To Go: 60
31. Solaris — Stanislaw Lem
32. The Waste Land, Prufrock, and Other Poems — T.S. Eliot
33. The Singles — Meredith Goldstein
34. The Notebook — Nicholas Sparks
35. If You Were Here — Jen Lancaster
36. The Creeper — Tania Carver
37. The Surrogate — Tania Carver
38. Lethal — Sandra Brown
39. Before I Go To Sleep — S.J. Watson
40. When She Woke — Hillary Jordan
Hannah Payne’s life has been devoted to church and family. But after she’s convicted of murder, she awakens in a new body to a nightmarish new life. She finds herself lying on a table in a bare room, covered only by a paper gown, with cameras broadcasting her every move to millions at home, for whom observing new Chromes — criminals whose skin color has been genetically altered to match the class of their crime — is a sinister form of entertainment. Hannah is a Red for the crime of murder. The victim, says the State of Texas, was her unborn child, and Hannah is determined to protect the identity of the father, a public figure, with whom she shared a fierce and forbidden love.
To start: this cover is absolutely gorgeous. When I saw it in Chapters a couple of months ago it just struck me and I had to pick it up. And I’m so glad I did: I’ve never felt as personally connected to a story as I did to Hillary Jordan’s novel.
When She Woke, a dystopian story set in the mid-21st century, is both a reimagining of Nathaniel Hawthorne’s The Scarlet Letter and, I would say, an extrapolation of the current wave of radical conservativism the U.S. (and even Canada) has been experiencing. In my mind, it is an essential read for a myriad of reasons: it’s every woman’s story; it is a powerful argument for the definite separation of church and state; it showcases the problems with politicizing love, faith, and reproductive health; and it points to a faith that can be questioned and a loving God that does not cast out anyone. It is as beautiful as it is terrifying.
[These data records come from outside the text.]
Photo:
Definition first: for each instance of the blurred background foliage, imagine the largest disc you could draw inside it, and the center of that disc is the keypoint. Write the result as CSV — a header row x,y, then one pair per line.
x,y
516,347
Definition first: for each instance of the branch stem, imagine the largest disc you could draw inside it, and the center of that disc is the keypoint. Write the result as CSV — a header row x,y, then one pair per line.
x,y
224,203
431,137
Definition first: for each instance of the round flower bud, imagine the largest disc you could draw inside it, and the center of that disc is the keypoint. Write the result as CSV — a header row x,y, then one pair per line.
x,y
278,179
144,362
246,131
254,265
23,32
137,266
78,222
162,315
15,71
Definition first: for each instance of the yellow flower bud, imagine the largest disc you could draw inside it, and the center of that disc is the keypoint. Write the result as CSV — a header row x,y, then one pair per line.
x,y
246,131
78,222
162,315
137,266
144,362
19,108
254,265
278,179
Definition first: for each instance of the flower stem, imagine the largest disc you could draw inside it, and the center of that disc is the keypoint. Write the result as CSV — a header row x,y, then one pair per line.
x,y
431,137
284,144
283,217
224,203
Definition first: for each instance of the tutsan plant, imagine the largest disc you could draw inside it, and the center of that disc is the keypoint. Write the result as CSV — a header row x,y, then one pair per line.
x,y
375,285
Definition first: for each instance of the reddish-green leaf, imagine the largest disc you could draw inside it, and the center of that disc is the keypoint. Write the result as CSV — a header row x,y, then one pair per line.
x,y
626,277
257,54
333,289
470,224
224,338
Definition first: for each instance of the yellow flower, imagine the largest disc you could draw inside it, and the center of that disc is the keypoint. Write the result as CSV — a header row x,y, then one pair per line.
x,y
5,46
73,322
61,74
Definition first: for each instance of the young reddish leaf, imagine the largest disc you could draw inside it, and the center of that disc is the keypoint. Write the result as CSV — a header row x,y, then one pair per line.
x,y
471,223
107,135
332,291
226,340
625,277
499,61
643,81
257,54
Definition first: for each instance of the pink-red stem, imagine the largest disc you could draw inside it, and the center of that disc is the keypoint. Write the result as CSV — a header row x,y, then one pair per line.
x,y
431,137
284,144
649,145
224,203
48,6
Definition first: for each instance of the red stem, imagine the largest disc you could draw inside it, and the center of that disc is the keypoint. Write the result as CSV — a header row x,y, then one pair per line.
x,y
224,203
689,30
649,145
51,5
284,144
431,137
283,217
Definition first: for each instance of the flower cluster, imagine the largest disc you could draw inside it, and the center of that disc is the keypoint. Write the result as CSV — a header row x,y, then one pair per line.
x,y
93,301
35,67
At first blush, When She Woke hardly seems to be representative of “every woman’s story,” but I think at its core, it really is. Throughout the book, Hannah starts to question the bubble she grew up in, which taught her that a woman should feel shame for her body, should not be free-thinking, will always come second to man, and that to make a decision about what’s right for her body and her situation (i.e. having an abortion) is a capital offence. In her Red state, she’s treated as nothing more than an object to be taken, killed, or raped — the death rates for female reds are much higher than for their male counterparts. Hannah’s experiences throughout the novel are representative of what scores of women go through every day: being shamed for the body they had no control over; having their intelligence belittled and called unattractive; having their right to reproductive health constantly undermined; and being afraid to walk down the street. Hannah, like so many other women, is robbed of simple human rights; Hannah is every woman.
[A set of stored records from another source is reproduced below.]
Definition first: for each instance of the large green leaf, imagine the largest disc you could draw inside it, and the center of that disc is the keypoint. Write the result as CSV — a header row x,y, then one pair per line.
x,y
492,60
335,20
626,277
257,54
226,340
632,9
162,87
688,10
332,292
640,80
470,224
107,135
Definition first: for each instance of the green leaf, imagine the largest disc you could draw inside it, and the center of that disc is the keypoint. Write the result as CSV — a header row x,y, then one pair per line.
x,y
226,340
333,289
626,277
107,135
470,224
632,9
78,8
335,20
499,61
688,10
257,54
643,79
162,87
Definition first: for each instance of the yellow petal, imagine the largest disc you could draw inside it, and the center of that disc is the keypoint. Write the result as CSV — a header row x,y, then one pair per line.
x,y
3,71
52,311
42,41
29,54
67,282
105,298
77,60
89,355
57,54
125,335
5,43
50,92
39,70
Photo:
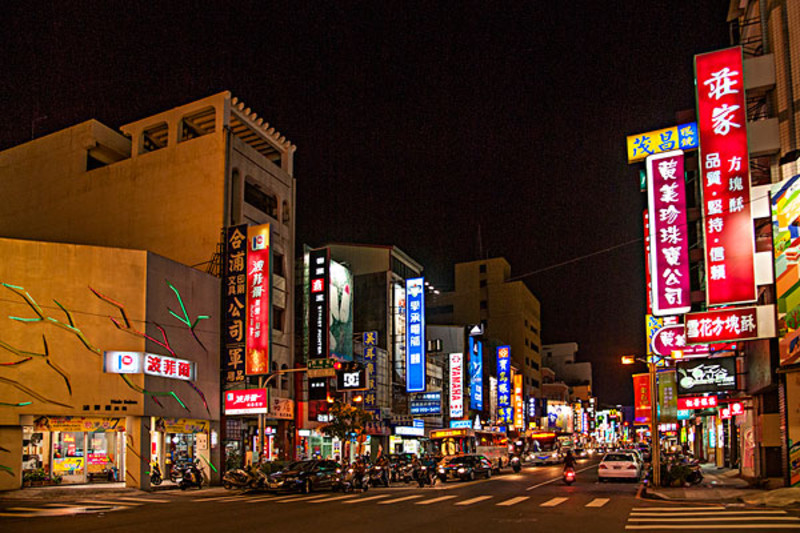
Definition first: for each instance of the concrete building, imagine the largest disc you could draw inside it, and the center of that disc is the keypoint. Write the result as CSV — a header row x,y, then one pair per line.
x,y
169,184
508,310
71,412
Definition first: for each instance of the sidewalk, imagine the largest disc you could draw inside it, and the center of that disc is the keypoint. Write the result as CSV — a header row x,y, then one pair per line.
x,y
723,485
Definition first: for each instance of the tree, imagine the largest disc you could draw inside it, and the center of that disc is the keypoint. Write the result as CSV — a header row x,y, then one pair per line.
x,y
347,420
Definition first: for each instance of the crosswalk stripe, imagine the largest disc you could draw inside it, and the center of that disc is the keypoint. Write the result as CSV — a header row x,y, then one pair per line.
x,y
398,500
262,499
474,500
436,500
108,502
333,499
303,499
718,519
553,502
368,499
145,500
514,501
726,527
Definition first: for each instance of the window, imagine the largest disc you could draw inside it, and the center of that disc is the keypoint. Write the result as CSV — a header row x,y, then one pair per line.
x,y
266,203
278,315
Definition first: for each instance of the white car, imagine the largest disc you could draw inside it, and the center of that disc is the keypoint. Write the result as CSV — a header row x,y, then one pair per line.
x,y
619,465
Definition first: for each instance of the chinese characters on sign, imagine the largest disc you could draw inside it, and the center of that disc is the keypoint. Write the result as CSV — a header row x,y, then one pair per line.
x,y
683,137
235,299
669,242
415,335
725,175
697,402
505,413
725,325
245,402
456,385
259,273
370,359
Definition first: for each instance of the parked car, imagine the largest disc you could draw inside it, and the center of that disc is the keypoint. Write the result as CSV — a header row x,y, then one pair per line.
x,y
464,467
304,476
619,465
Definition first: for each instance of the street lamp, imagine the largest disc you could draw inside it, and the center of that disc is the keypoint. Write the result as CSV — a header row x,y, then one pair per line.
x,y
655,444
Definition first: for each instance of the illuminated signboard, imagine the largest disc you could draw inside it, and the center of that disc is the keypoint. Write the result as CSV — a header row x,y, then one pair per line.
x,y
683,137
456,385
415,335
785,198
505,413
731,324
669,239
259,274
235,299
519,411
706,375
246,402
475,374
697,402
725,170
117,362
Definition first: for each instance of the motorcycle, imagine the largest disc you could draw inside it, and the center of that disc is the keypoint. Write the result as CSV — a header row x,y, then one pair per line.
x,y
239,478
192,476
569,475
155,474
516,464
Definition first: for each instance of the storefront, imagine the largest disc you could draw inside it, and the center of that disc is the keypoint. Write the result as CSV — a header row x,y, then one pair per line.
x,y
72,449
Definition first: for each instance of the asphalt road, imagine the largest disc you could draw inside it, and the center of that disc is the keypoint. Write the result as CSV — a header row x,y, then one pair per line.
x,y
534,500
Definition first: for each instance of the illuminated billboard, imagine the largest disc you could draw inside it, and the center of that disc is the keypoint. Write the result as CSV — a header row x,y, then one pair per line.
x,y
669,239
725,176
259,285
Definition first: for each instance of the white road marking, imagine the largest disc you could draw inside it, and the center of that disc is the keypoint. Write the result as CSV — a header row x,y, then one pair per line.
x,y
369,498
398,500
437,500
598,502
554,502
514,501
474,500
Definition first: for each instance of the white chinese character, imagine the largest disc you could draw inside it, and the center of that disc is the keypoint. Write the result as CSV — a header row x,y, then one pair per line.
x,y
672,255
668,193
671,235
716,253
672,276
722,119
714,207
715,225
668,215
721,83
667,169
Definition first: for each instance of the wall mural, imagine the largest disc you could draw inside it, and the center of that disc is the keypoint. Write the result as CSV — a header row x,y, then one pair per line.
x,y
123,324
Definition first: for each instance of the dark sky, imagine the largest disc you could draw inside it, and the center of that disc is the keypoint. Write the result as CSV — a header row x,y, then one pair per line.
x,y
416,123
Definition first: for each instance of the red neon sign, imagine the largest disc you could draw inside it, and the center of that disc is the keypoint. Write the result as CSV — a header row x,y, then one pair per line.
x,y
725,170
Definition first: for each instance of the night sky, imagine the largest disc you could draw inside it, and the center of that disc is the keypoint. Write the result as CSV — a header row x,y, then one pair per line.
x,y
416,123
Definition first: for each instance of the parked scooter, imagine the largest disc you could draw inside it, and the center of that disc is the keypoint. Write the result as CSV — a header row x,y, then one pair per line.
x,y
516,464
192,476
569,475
155,474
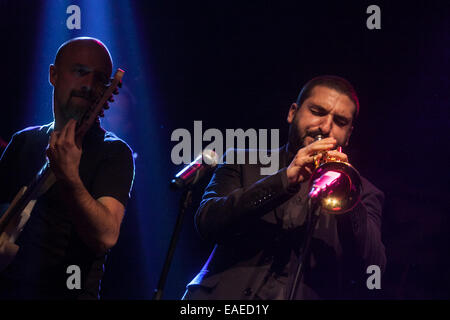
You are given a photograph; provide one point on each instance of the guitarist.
(76, 221)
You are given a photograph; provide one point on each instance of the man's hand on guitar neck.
(64, 154)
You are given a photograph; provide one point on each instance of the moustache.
(314, 133)
(87, 95)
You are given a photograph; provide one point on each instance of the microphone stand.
(313, 215)
(184, 203)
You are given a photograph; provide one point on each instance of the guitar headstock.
(118, 75)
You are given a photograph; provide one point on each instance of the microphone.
(194, 171)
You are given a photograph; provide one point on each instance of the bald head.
(80, 74)
(83, 44)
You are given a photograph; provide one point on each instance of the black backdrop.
(240, 65)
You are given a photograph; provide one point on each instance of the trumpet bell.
(336, 186)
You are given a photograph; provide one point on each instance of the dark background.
(241, 65)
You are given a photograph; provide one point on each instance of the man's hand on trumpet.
(303, 164)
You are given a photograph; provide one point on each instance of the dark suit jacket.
(247, 216)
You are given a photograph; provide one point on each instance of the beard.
(296, 137)
(75, 110)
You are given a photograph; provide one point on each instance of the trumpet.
(334, 185)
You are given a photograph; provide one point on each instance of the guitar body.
(16, 216)
(8, 248)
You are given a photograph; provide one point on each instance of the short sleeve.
(115, 175)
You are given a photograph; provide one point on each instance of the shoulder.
(33, 133)
(250, 156)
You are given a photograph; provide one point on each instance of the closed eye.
(318, 110)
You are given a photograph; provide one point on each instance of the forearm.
(93, 221)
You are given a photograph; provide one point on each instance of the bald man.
(77, 221)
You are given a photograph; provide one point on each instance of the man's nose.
(326, 125)
(88, 82)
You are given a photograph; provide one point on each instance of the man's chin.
(308, 140)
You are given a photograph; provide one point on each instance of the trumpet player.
(258, 222)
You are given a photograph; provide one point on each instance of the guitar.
(16, 216)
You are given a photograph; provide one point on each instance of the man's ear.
(348, 137)
(291, 114)
(52, 75)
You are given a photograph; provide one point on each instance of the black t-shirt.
(49, 243)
I think what spoke to me the most throughout the text, though, was Hannah’s ability to find a balance between her faith and her newfound feminism. There always seems to be a separation between being a feminist and being a spiritual or religious person — religion is all too often associated with its loudest and most bigoted, misogynist trumpeters — but Hillary Jordan was unwilling to fully separate the two. I loved that When She Woke offered the promise of being someone who believes in God, but also believes in fundamental human rights. It is possible to be both.
When She Woke was breathtaking, beautiful, intelligent, heartrending. There are so many more adjectives I could use, but they’ll never fully encompass how much I loved this book. It was phenomenal.